Edmonton

Federal budget allows Edmonton to build LRT 'indefinitely,' says mayor

Edmonton’s mayor says Tuesday’s federal budget shows Ottawa is finally listening to the big cities and their demand for long term funding for big transportation projects, such as the city’s LRT.

Advocacy has paid off, says Mayor Don Iveson

“Given all the pre-planning work that we’ve done we’re actually very well positioned to take advantage of this funding," said Mayor Don Iveson on Tuesday. (CBC)

Edmonton's mayor says Tuesday's federal budget shows Ottawa is finally listening to the big cities and their demand for long term funding for big transportation projects, such as the city's LRT.

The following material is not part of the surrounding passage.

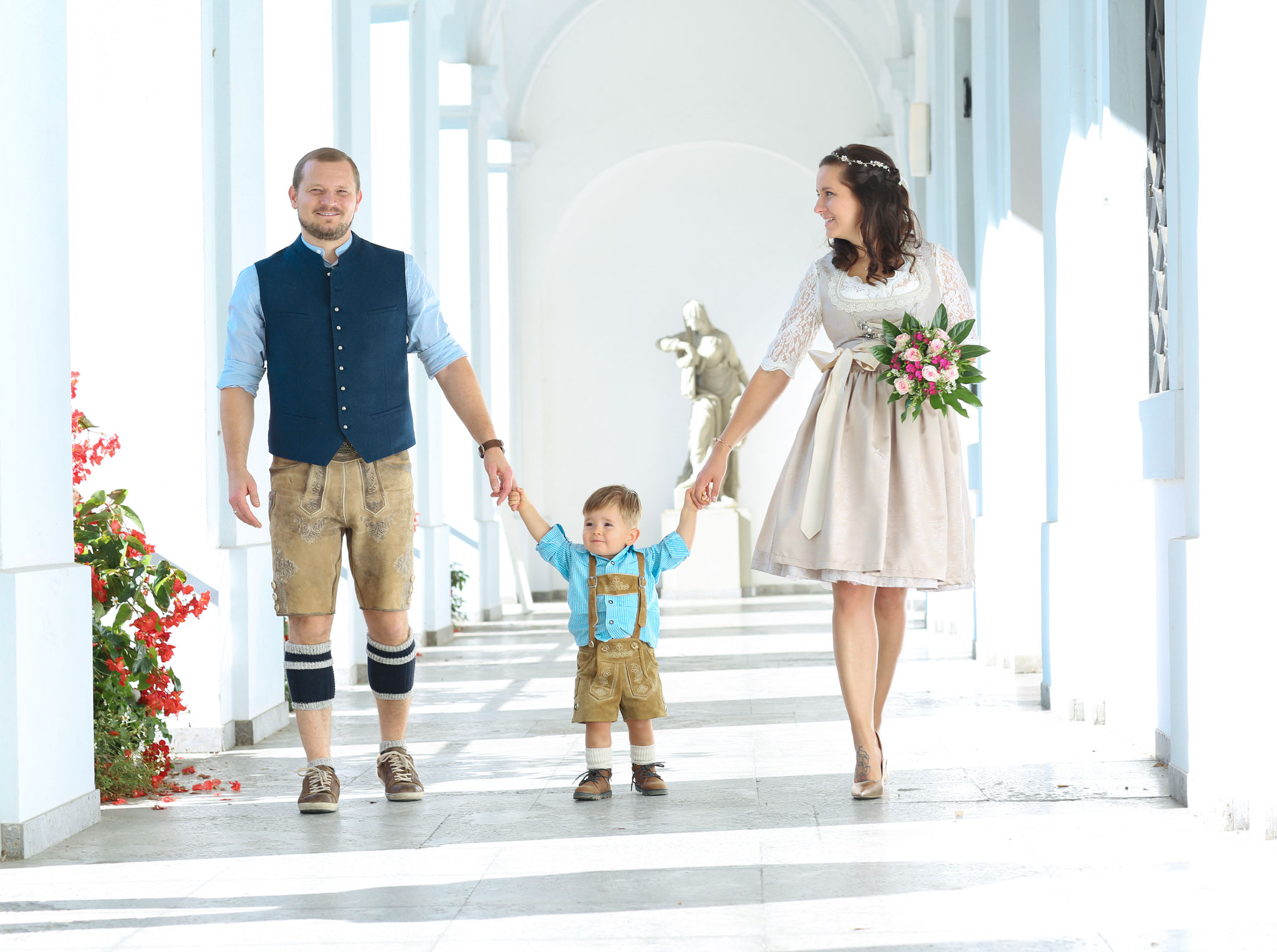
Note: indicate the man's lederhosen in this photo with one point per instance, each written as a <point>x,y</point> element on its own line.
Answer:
<point>620,674</point>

"This money will allow us actually to continue to build LRT indefinitely until the system is done, which is very exciting news for Edmontonians," said Mayor Don Iveson.

​He was responding to a transit funding commitment announced in the budget. A new federal transit fund comes into effect in 2017-18. It includes $750 million over the first two years, increasing to $1 billion per year thereafter for public-private transit projects.

Although it is not yet clear how much money will flow to Edmonton, Iveson said it will allow city council to plan and "not miss a construction season" for LRT growth.

The city has plans to build a west LRT line from downtown to West Edmonton Mall.

Iveson said the federal money will mean the city will not have to wait until the Valley Line, connecting downtown to Millwoods, is open "to start that next phase of construction completing our system."

"Given all the pre-planning work that we've done, we're actually very well positioned to take advantage of this funding."

In February, 19 mayors from Canada's biggest cities met  and called on the federal government and all federal parties to commit to providing funding for transit, citing traffic congestion and failing infrastructure.

The Federation of Canadian Municipalities (FCM) also urged the government to include $1 billion for public transit in the budget.

Both the mayors and the FCM used the timing of a federal election year to make their funding request heard.

Similarly, Iveson is now using Alberta's election to make the same point,  saying the province should match whatever money comes from the federal government.

He said he'll be watching Thursday night's televised debate to see what promises for cities are made, if any, from the provincial parties.